人骨が見つかった隠れキリシタンの墓とみられる穴(左手前)=大阪府茨木市千提寺 人骨が見つかった隠れキリシタンの墓とみられる穴(左手前)=大阪府茨木市千提寺

 キリシタン大名、高山右近(1552~1615年)の旧領地で「隠れキリシタンの里」といわれる大阪府茨木市千提寺(せんだいじ)地区。新名神高速道路を見下ろす丘陵地にある千提寺菱ケ谷(ひしがたに)遺跡で、江戸時代に葬られたとみられる人骨が当時の状態で1体分発掘された。大正時代に民家の屋根裏から木製のイエス・キリスト像などが見つかったことで、隠れキリシタンの存在が明らかになり、近年は新名神整備に伴う発掘で信者の墓が次々と発見された。
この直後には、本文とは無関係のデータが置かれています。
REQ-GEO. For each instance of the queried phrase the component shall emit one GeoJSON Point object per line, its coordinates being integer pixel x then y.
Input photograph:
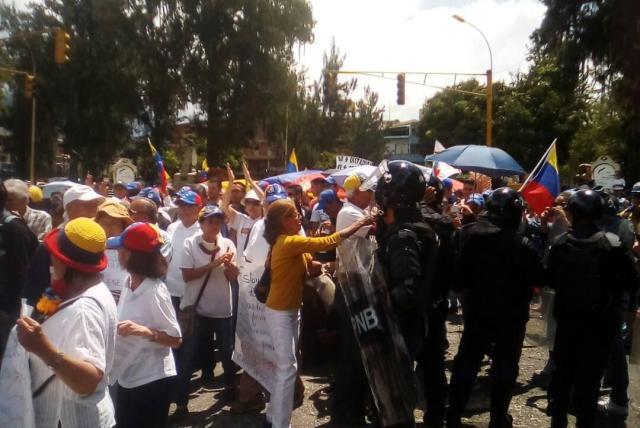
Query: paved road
{"type": "Point", "coordinates": [527, 407]}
「長崎と天草地方の潜伏キリシタン関連遺産」が世界文化遺産登録で脚光をあびるなか、大阪北部の山間部でも信仰を守り続けた人々がいた。(小畑三秋)

 十字架はなかったが…

 千提寺菱ケ谷遺跡は、隠れキリシタンの実態などを明らかにするため、市教育委員会が平成26年から発掘。今回見つかった人骨は、長さ1・6メートル、幅90センチの長方形の穴に葬られた状態で見つかり、頭部は歯やあごも含めてほぼ完全な形で残っていた。江戸時代の人骨とみられ、手や足、骨盤の一部もあり、足を曲げて寝かせた姿勢で埋葬されたとみられる。